How do you actually start understanding a large codebase?

Posted by radjeep@reddit | ExperiencedDevs | View on Reddit | 61 comments

I’m trying to become a better engineer and feeling pretty stuck with something basic: reading large codebases.

Quick background: I’ve spent a few years as a data scientist. Built Flask endpoints, Streamlit apps, worked a bit with GCP / Vertex AI. But I haven’t really done heavy engineering work (apart from some early Java bugfixes with a lot of help).

Now I’ve got a chance to work more closely with engineering teams, but the size and complexity of the codebase is intimidating me.
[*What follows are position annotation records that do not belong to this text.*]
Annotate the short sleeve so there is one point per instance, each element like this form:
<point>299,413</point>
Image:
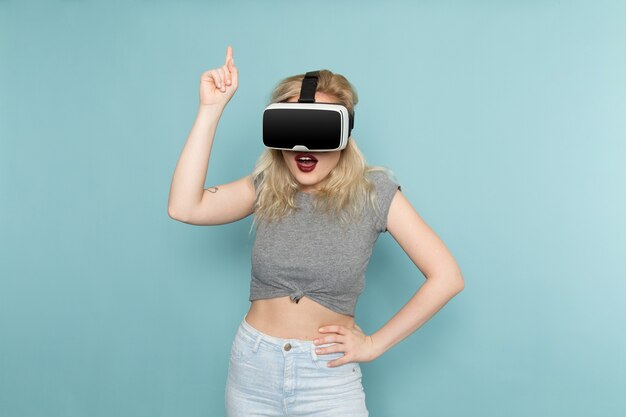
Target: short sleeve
<point>385,190</point>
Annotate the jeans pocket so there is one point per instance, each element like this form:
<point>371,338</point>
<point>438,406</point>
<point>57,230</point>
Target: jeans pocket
<point>349,368</point>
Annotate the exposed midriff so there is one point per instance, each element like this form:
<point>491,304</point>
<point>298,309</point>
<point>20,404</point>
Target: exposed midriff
<point>282,317</point>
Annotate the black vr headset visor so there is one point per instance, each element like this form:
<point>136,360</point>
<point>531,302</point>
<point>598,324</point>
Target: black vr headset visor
<point>307,125</point>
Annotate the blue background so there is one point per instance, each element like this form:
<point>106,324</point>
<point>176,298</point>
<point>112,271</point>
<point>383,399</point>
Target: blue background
<point>503,121</point>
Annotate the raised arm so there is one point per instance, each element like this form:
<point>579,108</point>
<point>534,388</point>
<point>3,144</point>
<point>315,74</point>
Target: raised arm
<point>217,86</point>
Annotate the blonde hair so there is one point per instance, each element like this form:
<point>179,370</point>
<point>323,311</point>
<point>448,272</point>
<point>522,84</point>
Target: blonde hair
<point>346,187</point>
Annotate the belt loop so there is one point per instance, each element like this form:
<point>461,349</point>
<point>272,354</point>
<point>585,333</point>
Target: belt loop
<point>258,342</point>
<point>313,354</point>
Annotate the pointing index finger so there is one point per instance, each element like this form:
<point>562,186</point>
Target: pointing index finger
<point>229,54</point>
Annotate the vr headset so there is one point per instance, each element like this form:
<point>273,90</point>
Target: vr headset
<point>307,125</point>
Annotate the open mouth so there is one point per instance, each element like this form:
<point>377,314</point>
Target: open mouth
<point>305,161</point>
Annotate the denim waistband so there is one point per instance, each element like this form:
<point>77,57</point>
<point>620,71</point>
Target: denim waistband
<point>278,343</point>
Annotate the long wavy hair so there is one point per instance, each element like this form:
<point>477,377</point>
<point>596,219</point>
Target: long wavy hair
<point>346,188</point>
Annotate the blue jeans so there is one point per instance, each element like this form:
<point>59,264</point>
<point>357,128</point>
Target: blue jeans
<point>270,376</point>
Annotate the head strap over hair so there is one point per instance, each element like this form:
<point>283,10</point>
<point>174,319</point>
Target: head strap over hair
<point>309,85</point>
<point>307,92</point>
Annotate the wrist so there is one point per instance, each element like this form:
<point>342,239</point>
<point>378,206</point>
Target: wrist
<point>211,109</point>
<point>375,349</point>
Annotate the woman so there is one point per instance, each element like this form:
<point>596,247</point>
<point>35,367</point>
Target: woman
<point>298,348</point>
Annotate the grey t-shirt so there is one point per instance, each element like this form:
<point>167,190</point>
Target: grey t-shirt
<point>308,254</point>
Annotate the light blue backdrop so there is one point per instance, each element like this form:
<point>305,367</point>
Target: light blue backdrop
<point>504,122</point>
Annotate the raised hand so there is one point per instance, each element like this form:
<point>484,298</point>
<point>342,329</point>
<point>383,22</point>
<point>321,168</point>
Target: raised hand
<point>217,86</point>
A concrete example: I was asked to implement prefix KV caching. There’s already a KVCache class that I’m supposed to reuse, but I can’t even begin to reason about how it behaves across the different places it’s used. There’s a lot of abstraction (interfaces, dependency injection, etc.) and I get lost trying to follow the flow.

I’ve tried reading top-down, following function calls, even using AI tools to walk through the code, but once things get abstract, I lose track.

I’m not just looking for “ask AI to explain it”, more like -

Also, are there tools (AI or otherwise) that actually help you navigate and map out codebases better?

Right now it feels like everything depends on everything else and I don’t know where to get a foothold.

Would love to hear how others approach this.